Hydronephrosis can be a sign of a wide variety of conditions. It can range from a minor swelling that does not need treatment to a more severe condition that requires surgery.
The swelling happens when one or both tubes carrying urine from the kidneys to the bladder (called ureters) becomes blocked or when urine backs up from the bladder to the kidney.
Hydronephrosis happens more often in males than females. It can affect one or both kidneys. In most cases, it goes away on its own.
What are the signs and symptoms of Pediatric Hydronephrosis?
In hydronephrosis detected during pregnancy, imaging shows swelling in the baby’s kidneys or bladder.
With mild hydronephrosis in babies and younger children, there usually is no pain. With moderate and severe swelling in older children, the symptoms can include:
- Blood in the urine
- Nausea or vomiting
- Pain in the abdomen, back or side
- Frequent urination
- Inability to empty the bladder (incomplete voiding)
- Growing need to urinate
- Urinary tract infection
- Swollen kidneys (severe cases)
How is Pediatric Hydronephrosis diagnosed?

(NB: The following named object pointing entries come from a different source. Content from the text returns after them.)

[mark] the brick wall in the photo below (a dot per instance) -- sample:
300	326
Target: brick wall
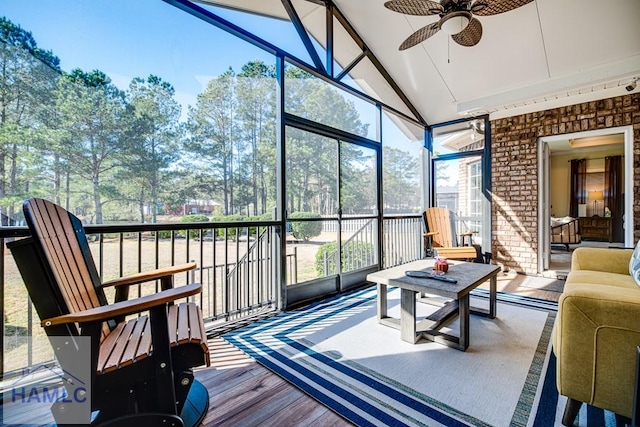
514	155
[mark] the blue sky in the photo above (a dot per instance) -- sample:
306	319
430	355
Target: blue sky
136	38
127	39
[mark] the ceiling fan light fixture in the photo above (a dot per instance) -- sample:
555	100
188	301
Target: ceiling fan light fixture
455	22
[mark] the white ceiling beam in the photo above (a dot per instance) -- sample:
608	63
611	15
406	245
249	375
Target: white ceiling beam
622	72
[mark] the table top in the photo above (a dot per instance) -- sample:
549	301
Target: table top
469	276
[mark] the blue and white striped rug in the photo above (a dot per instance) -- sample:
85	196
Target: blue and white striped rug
336	352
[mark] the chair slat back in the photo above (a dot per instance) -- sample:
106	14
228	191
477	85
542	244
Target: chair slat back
441	220
62	241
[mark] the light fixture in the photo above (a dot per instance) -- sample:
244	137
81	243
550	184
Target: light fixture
595	196
455	22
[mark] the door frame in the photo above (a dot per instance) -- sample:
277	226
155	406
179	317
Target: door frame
544	228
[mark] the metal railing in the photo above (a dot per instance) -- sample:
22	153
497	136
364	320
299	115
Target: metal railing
236	265
230	290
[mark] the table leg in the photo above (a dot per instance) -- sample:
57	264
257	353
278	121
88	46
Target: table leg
382	301
463	317
408	316
493	285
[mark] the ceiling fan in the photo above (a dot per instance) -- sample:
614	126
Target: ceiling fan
456	17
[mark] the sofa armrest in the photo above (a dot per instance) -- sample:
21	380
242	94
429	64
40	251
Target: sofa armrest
601	259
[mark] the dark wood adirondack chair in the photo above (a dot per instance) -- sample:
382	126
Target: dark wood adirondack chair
141	366
441	235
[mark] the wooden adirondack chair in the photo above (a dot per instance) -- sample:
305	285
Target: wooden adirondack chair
141	367
441	233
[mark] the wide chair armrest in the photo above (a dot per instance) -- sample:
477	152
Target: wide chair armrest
124	308
147	276
601	259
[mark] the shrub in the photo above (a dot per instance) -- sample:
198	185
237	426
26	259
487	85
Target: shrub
231	232
355	255
264	217
192	218
305	230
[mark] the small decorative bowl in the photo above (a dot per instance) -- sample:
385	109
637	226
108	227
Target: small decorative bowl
441	267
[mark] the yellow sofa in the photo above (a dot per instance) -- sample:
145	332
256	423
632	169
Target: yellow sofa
597	332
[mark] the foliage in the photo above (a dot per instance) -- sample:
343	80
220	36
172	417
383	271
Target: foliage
75	138
355	254
305	230
190	219
232	232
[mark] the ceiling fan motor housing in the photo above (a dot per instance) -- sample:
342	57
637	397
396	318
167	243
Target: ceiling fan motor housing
454	22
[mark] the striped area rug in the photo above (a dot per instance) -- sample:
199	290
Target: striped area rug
336	352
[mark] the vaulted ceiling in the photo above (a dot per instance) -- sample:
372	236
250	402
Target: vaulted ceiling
544	54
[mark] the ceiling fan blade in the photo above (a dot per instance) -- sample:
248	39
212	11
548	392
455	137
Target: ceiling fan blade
415	7
494	7
419	36
471	35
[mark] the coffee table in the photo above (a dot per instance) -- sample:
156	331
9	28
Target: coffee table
469	276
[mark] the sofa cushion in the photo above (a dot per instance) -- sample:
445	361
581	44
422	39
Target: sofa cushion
600	278
634	264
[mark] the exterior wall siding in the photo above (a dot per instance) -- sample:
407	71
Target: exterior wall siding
514	148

During pregnancy, a fetal or prenatal ultrasound at 18-20 weeks can detect swelling. If this happens, we can use follow-up ultrasounds to see if the swelling is increasing or decreasing, how the kidneys are developing, and if the ureters or bladder is dilated. With severe swelling, we will do more frequent ultrasounds, and we may do an MRI. We also may assess the amount of amniotic fluid in the uterus. Amniotic fluid mostly consists of urine created by the fetus, so not having a lot of fluid in the uterus can mean the baby has severe obstruction or concerns about kidney function.
In infants or in children, we may do different kinds of imaging to monitor and assess hydronephrosis:
- Ultrasound: Images from sound waves that can detect swelling in the urinary tract
- Voiding cystourethrogram (VCUG): A specialized X-ray that can detect urine backing up from the bladder to the kidney (reflux) or a blockage (obstruction) in the bladder. This imaging involves placing a catheter into the bladder.

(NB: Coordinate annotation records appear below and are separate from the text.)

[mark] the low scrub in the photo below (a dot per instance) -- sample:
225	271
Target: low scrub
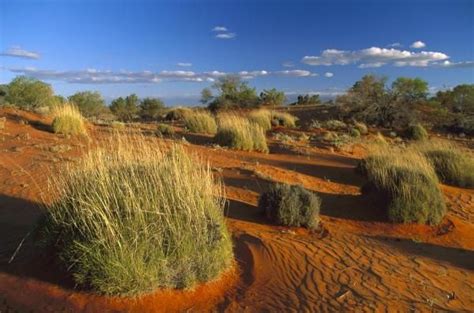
201	122
283	119
452	165
408	184
68	120
133	216
416	132
239	133
261	117
291	205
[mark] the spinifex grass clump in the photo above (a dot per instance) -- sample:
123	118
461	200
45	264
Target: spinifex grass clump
239	133
67	120
201	122
291	205
261	117
132	217
407	182
452	165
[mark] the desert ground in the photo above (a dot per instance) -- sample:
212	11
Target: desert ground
354	261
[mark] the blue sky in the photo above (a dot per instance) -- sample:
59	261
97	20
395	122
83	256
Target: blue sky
173	49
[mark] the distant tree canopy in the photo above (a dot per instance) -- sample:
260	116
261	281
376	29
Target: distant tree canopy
272	97
307	100
150	108
125	108
29	93
232	93
90	103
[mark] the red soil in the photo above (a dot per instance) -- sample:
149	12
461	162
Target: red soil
356	261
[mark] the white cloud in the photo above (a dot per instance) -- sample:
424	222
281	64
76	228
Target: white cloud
219	29
94	76
225	35
18	52
375	57
418	45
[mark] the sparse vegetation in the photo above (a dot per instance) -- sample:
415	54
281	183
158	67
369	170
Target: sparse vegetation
132	217
201	122
239	133
291	205
407	182
67	120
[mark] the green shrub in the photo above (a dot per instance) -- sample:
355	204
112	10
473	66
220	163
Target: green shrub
68	120
132	217
263	118
408	184
283	119
452	165
416	132
164	130
239	133
291	205
201	122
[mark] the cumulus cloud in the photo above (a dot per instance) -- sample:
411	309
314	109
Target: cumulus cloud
418	45
225	35
18	52
219	29
375	57
94	76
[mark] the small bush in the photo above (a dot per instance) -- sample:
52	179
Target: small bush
239	133
263	118
291	206
164	130
68	120
452	165
132	217
416	132
283	119
201	122
408	184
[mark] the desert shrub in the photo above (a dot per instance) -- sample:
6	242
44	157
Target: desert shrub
177	114
408	184
239	133
416	132
335	125
68	120
164	130
291	205
261	117
200	122
452	165
283	119
361	127
133	216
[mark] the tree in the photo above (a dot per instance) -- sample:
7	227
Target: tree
410	89
125	109
90	103
151	107
206	95
272	97
233	92
28	93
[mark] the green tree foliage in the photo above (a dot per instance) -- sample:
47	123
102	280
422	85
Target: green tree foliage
150	108
90	103
125	108
233	92
29	93
272	97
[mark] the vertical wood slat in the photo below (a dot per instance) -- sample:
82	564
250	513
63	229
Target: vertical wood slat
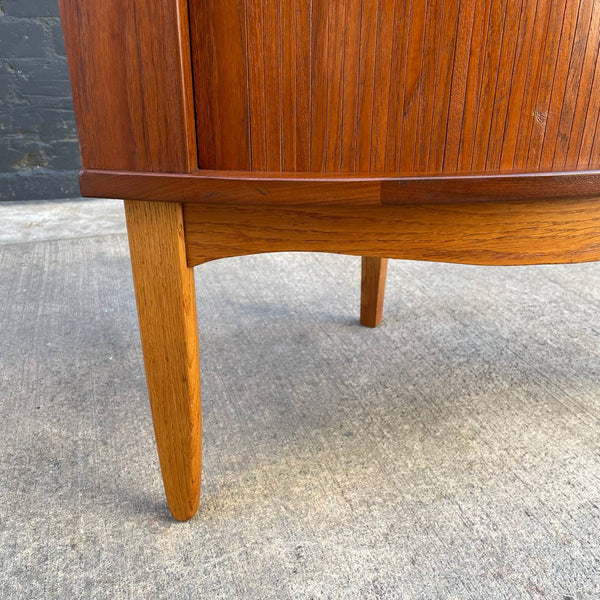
397	86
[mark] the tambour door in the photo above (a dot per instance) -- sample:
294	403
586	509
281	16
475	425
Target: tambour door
397	86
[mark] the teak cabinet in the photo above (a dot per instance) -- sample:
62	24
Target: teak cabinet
419	129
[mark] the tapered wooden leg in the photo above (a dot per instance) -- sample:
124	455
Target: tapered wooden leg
166	301
374	271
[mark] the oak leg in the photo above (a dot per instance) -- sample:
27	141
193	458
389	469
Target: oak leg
374	271
166	301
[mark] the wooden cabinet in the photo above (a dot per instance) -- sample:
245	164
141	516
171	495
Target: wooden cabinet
439	130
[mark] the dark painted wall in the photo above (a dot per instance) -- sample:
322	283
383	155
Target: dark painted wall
39	156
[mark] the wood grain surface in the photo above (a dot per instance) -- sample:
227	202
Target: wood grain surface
397	87
129	62
274	188
492	233
166	301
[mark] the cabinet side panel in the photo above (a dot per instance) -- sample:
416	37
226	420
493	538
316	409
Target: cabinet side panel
130	68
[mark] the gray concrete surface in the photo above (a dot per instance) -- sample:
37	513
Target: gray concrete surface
451	453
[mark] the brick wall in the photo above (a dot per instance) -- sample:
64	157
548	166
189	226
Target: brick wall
39	156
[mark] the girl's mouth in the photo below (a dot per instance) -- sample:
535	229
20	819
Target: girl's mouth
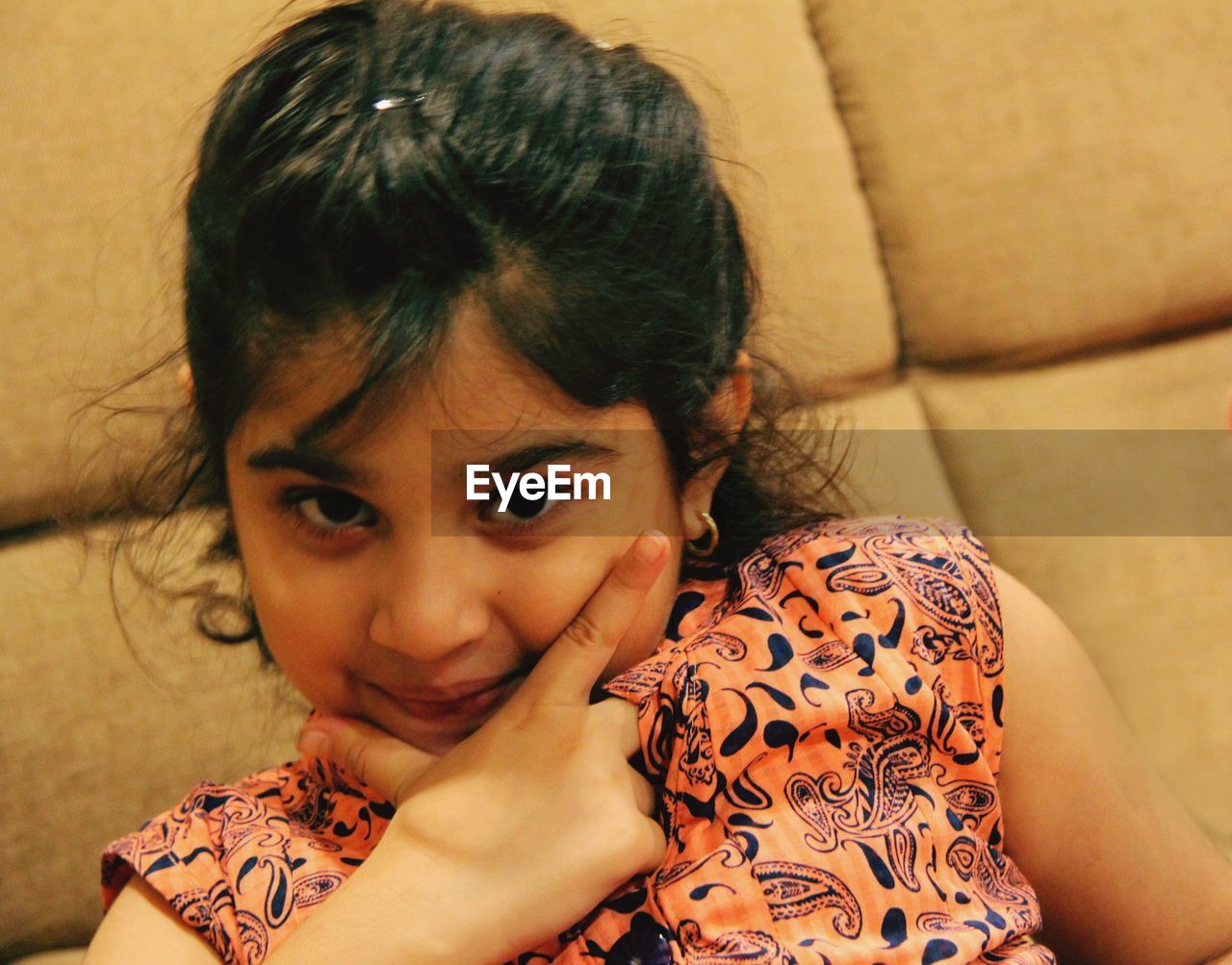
457	709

- Kidney scan (Mag-3): Which can evaluate how severe obstruction is and whether it has affected the kidneys
- MRI: Which creates detailed imaging that may be used to find what’s causing severe hydronephrosis
We also may do genetic testing to look for conditions that may cause hydronephrosis, in cases where other organs may be affected.
What causes Pediatric Hydronephrosis?
Hydronephrosis can be caused by a blockage at any part of the urinary system. It also may be caused by urine backing up from the bladder to the kidney, called vesicoureteral reflux. In most cases, the swelling goes away on its own, and the cause is never known, but probably is due to slower maturation of the urinary tract.
Hydronephrosis during pregnancy is not caused by anything that a parent did, and it may have genetic causes that scientists don’t yet understand. In older children, hydronephrosis can be caused by a range of conditions, including kidney stones.
How is Pediatric Hydronephrosis treated?
When hydronephrosis is detected during pregnancy, we make a care plan for monitoring and treatment. Most babies don’t need to be delivered early or need surgery. If the amniotic fluid is low, we may do a procedure to help increase the flow of urine.
After the birth of babies with mild cases, we usually recommend follow-up imaging at two to six weeks. An infant with severe hydronephrosis on both sides of the urinary tract will probably get a renal ultrasound and more testing in the first few days of life. We may also use a low dose of an antibiotic to prevent a urinary tract infection.
We often monitor infants or children for months or even years to see if the swelling and other symptoms change. We recommend surgery if their hydronephrosis gets worse or if the function of the kidneys is affected. We may do a procedure called a pyeloplasty, which removes a blockage of the ureter. We do this procedure with robotic-assisted laparoscopy, where we use highly precise tools to remove the blockage without a large scar on the abdomen. For infants with hydronephrosis and another complex condition, such as spina bifida or prune belly syndrome, we may recommend other surgical procedures.
In general, your child’s treatment will depend on how serious their condition is. Our team will use their deep experience with hydronephrosis to select the best care plan for your child. Because it so often resolves on its own, we take a cautious approach to identify severe cases and avoid over-treatment.